A new study published in Psychiatry Today just proved what a lot of us have known for a long time: Mindfulness meditation can have a seriously positive impact on your health — especially if you have high levels of stress. These new findings are obviously great news for adults who lead stressful lives, but mindful meditation isn't just for grown-ups — it's extremely beneficial for kids, too.
Take, for instance, Thurgood Marshall Academy Lower School in Harlem. The minute you walk through the doors of the school, you know something special is going on. On a busy weekday morning, when you’d normally expect lively chatter and activity in the halls and classrooms, you instead hear soothing music wafting through the corridors. Students prepare for the day by spending 10 minutes practicing meditation, then before classes begin, teachers and students engage in a conversation about emotions. And it happens every day in every classroom.
“Children need to be taught how to control their emotions,” says the school’s principal, Dawn Brooks DeCosta. “Practicing meditation has reduced negative behavior and suspensions and boosted the academic performance of our students.”

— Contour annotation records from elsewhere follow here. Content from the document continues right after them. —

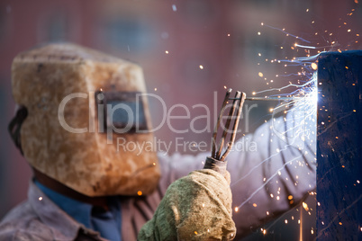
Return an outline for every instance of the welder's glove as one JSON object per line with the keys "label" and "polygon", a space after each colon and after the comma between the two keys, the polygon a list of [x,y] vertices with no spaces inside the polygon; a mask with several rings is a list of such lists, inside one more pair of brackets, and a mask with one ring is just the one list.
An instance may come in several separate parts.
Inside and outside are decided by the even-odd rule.
{"label": "welder's glove", "polygon": [[194,171],[173,183],[138,240],[233,239],[230,174],[223,167],[222,172],[212,169]]}

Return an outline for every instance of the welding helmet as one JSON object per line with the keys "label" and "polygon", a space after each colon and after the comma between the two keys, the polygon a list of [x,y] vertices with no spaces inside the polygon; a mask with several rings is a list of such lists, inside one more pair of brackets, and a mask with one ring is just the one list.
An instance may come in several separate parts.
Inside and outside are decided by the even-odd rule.
{"label": "welding helmet", "polygon": [[142,69],[68,43],[20,53],[18,146],[39,172],[90,197],[150,193],[160,175]]}

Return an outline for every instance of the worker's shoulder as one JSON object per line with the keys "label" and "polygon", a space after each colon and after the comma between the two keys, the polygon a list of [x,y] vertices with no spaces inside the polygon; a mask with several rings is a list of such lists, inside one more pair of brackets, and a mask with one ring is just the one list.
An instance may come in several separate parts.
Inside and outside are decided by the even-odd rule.
{"label": "worker's shoulder", "polygon": [[41,222],[27,201],[11,210],[0,222],[0,241],[41,241],[51,237],[50,228]]}

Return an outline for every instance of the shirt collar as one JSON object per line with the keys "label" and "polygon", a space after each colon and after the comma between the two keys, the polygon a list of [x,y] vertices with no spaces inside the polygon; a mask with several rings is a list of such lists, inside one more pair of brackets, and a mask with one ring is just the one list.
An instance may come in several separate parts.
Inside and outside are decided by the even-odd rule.
{"label": "shirt collar", "polygon": [[85,225],[87,228],[91,228],[91,211],[92,205],[81,202],[77,200],[64,196],[52,189],[50,189],[37,180],[34,180],[34,183],[68,215],[72,217],[77,222]]}
{"label": "shirt collar", "polygon": [[41,220],[52,229],[56,240],[74,240],[77,237],[79,229],[84,229],[86,233],[97,234],[70,218],[51,201],[33,182],[31,182],[30,184],[28,200]]}

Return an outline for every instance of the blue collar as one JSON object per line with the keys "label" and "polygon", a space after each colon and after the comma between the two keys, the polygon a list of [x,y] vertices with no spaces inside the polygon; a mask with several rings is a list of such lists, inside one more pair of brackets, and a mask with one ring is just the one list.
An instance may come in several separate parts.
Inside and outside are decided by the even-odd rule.
{"label": "blue collar", "polygon": [[50,189],[37,180],[34,183],[68,215],[86,228],[98,231],[102,237],[121,240],[121,205],[116,197],[110,197],[109,210],[103,210],[91,204],[78,201]]}

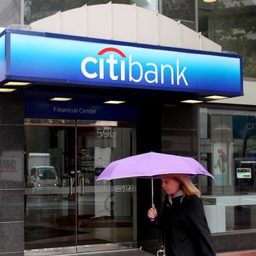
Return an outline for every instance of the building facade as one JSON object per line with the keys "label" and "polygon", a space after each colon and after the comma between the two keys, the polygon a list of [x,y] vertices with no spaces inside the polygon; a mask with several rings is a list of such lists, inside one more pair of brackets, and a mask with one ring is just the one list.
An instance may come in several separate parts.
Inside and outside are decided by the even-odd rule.
{"label": "building facade", "polygon": [[[95,181],[110,161],[148,151],[197,158],[215,177],[214,182],[202,177],[195,178],[194,182],[202,193],[216,251],[254,248],[254,4],[250,1],[163,0],[112,4],[108,1],[32,0],[0,3],[0,26],[9,29],[5,36],[10,39],[5,39],[10,46],[9,62],[16,64],[1,71],[1,77],[7,74],[8,78],[2,81],[2,87],[17,89],[0,93],[0,202],[3,206],[0,228],[5,234],[0,255],[36,255],[39,251],[57,254],[140,246],[154,253],[158,231],[149,224],[145,213],[150,205],[150,181]],[[123,12],[119,9],[115,12],[116,6],[123,8]],[[162,16],[154,22],[158,10]],[[81,18],[85,16],[85,23]],[[117,30],[115,24],[119,20],[127,20],[126,26],[122,23],[126,33]],[[157,26],[157,22],[161,24]],[[166,33],[169,22],[172,36]],[[136,29],[130,29],[131,26]],[[16,40],[25,47],[19,48]],[[142,90],[133,85],[128,85],[127,89],[99,80],[99,87],[95,86],[95,81],[87,82],[85,87],[78,74],[72,74],[73,57],[78,56],[85,43],[92,51],[94,44],[91,43],[101,43],[102,49],[112,43],[122,49],[123,54],[127,49],[134,50],[134,55],[139,49],[145,52],[141,60],[150,54],[158,56],[161,50],[168,54],[175,49],[175,54],[195,54],[198,65],[205,53],[211,61],[216,57],[237,61],[240,54],[244,95],[239,90],[234,92],[239,78],[233,78],[233,86],[225,92],[223,87],[228,85],[225,73],[214,74],[216,81],[210,91],[202,88],[199,81],[200,90],[191,92]],[[52,49],[49,55],[52,58],[47,55],[49,49]],[[41,55],[35,57],[37,53]],[[56,66],[66,68],[61,78],[53,67],[56,53],[63,54],[57,57]],[[66,57],[72,64],[65,66]],[[93,57],[90,59],[92,67],[98,63]],[[33,59],[42,60],[41,66],[36,68],[36,64],[24,61]],[[85,67],[88,63],[85,61],[84,75],[93,77],[95,74]],[[137,61],[130,61],[137,68],[136,75],[130,73],[130,79],[138,81],[140,66]],[[177,71],[177,62],[176,65]],[[178,81],[185,84],[182,70]],[[106,75],[106,67],[104,71],[104,74],[99,71],[99,77]],[[122,85],[116,71],[109,74]],[[122,72],[119,75],[121,78]],[[149,73],[144,78],[154,80]],[[17,84],[3,86],[4,82],[16,79],[33,81],[33,85],[22,88]],[[140,83],[143,83],[141,79]],[[206,99],[214,92],[230,98]],[[72,99],[49,101],[61,96]],[[181,102],[188,99],[202,102]],[[126,102],[117,106],[103,104],[110,99]],[[163,193],[159,181],[154,191],[155,204],[161,208]]]}

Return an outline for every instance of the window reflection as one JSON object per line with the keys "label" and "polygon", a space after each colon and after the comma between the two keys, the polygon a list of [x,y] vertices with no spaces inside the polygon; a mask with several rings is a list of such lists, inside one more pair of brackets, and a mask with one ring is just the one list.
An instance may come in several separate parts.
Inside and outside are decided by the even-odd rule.
{"label": "window reflection", "polygon": [[223,50],[244,57],[245,77],[256,77],[256,5],[253,1],[199,1],[199,31]]}

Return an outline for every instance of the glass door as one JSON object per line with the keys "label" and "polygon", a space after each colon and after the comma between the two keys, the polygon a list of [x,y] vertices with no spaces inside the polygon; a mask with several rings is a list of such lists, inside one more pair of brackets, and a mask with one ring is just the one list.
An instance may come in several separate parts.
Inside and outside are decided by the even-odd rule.
{"label": "glass door", "polygon": [[96,182],[135,154],[117,122],[26,119],[25,255],[136,246],[136,181]]}
{"label": "glass door", "polygon": [[135,140],[130,125],[78,120],[78,252],[137,246],[136,180],[96,182],[111,161],[135,154]]}

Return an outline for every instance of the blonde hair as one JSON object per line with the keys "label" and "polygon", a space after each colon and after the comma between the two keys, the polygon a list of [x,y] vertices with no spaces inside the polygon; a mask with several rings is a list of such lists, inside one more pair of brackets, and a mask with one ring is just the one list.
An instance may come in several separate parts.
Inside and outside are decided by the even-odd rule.
{"label": "blonde hair", "polygon": [[169,174],[161,175],[161,178],[167,179],[175,179],[180,182],[180,189],[183,189],[188,196],[197,195],[201,197],[200,191],[195,187],[190,178],[187,175],[183,174]]}

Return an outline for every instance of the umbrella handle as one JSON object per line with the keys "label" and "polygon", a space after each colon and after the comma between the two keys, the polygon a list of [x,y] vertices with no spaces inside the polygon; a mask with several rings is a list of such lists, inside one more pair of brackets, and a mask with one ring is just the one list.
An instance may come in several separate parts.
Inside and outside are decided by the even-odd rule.
{"label": "umbrella handle", "polygon": [[151,205],[154,205],[154,178],[151,178]]}
{"label": "umbrella handle", "polygon": [[[154,206],[154,178],[151,178],[151,206]],[[150,221],[154,221],[154,218],[150,219]]]}

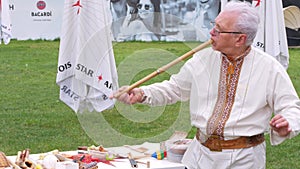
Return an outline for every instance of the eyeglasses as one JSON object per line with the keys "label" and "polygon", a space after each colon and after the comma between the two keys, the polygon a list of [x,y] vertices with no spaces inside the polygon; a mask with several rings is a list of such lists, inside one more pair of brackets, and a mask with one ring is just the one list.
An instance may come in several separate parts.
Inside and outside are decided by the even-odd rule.
{"label": "eyeglasses", "polygon": [[214,33],[218,36],[221,33],[228,33],[228,34],[244,34],[243,32],[228,32],[228,31],[219,31],[218,29],[216,29],[216,23],[215,22],[210,22],[212,29],[214,31]]}
{"label": "eyeglasses", "polygon": [[152,8],[152,5],[150,5],[150,4],[137,4],[136,7],[137,7],[138,9],[142,9],[143,5],[144,5],[144,9],[145,9],[145,10],[149,10],[149,9]]}

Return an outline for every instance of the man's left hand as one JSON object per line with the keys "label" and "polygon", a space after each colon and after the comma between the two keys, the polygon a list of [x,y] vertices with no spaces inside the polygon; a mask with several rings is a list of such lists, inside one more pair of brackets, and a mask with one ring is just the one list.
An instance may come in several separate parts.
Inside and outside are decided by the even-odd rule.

Thurgood Marshall is at the forefront of a new trend in mindfulness education for children. So, what is mindfulness all about? As the active, open attention to the present, it’s living in the moment and accepting one’s thoughts and feelings. When one employs the practice of meditation, one observes thoughts and feelings from a distance, without judging them as either good or bad. Mindful meditation helps you let go of troubling thoughts.
An article in The Atlantic discusses research showing that mindfulness education in schools has many proven benefits: increased optimism and happiness in the classroom, decreased bullying, increased empathy and compassion. It also helps students resolve their conflicts.
As a former pediatric oncology nurse, I have witnessed the positive effects of meditation on children undergoing complicated and often painful medical procedures. It helps to reduce pediatric patients' pain, boosts immune function, decreases blood pressure and helps them cope, emotionally and physically, with the challenges they’re going through.
I was introduced to meditation years ago by Buddhist monks in Sri Lanka, when my team and I were serving children in refugee camps following the Indian Ocean tsunami. Each morning, the monks led us through a meditation, which helped reduce our stress and prepared us emotionally for the coming day. I saw children meditating with their families throughout the refugee camps and realized that young children, even those living in crisis situations, could benefit from the practice.
For those who think meditation is only for Buddhist monks or New Agers, think again! Children facing the pressures of growing up in a fast-paced, overprogrammed world are perfect candidates for meditation: It can help them calm down when they are upset, make better decisions, experience less stress and enjoy increased self-esteem and impulse control. Who wouldn’t want that for their children?
You don’t have to wait for your elementary school to begin offering meditation — you can do it with your children right at home. In fact, your kids will benefit tremendously from your example: If you’re practicing meditation, your children will naturally want to follow.
I recommend introducing the concept through a good children’s book, such as Peaceful Piggy Meditation, by Kerry Lee MacLean, which offers a simple and relatable story through which children can understand what meditation is all about. Then create a special area in your home to be your meditation place. Your children can bring a favorite stuffed animal or pillow and a yoga mat if they’d like. The idea is that this is a safe, peaceful place to take yourself out of your surroundings and focus on feelings.
In the beginning, you can use a timer (preferably with a gentle ring!) set for a short five minutes until your children settle into the idea. Naturally, not all children will be able to sit quietly and calmly for a full five minutes right away, but be patient and use praise and positive reinforcement to celebrate their successes.
Explain that you are all going to close your eyes and notice your breathing. I like to tell kids to take slow, deep breaths and imagine they are gently blowing bubbles as they exhale. This helps them relax and become calm. Use sensations to help children center themselves: “Think about what grass feels like under your feet. Think about the feeling and the taste of your favorite food.”
Afterward, offer to share experiences. How did you feel before you started? How did you feel while going through it? How do you feel now? Encourage them to talk about their own emotions and what might have caused those feelings. Give a few of your own examples as well. Remember, there are no right or wrong feelings! Most kids really enjoy talking about it, but if they don’t, that’s okay, too! This is a judgment-free zone, after all.
Five minutes a day of simple quiet time may seem like a tiny thing. But teaching your children to be mindful is actually a tremendous gift they'll benefit from for the rest of their lives.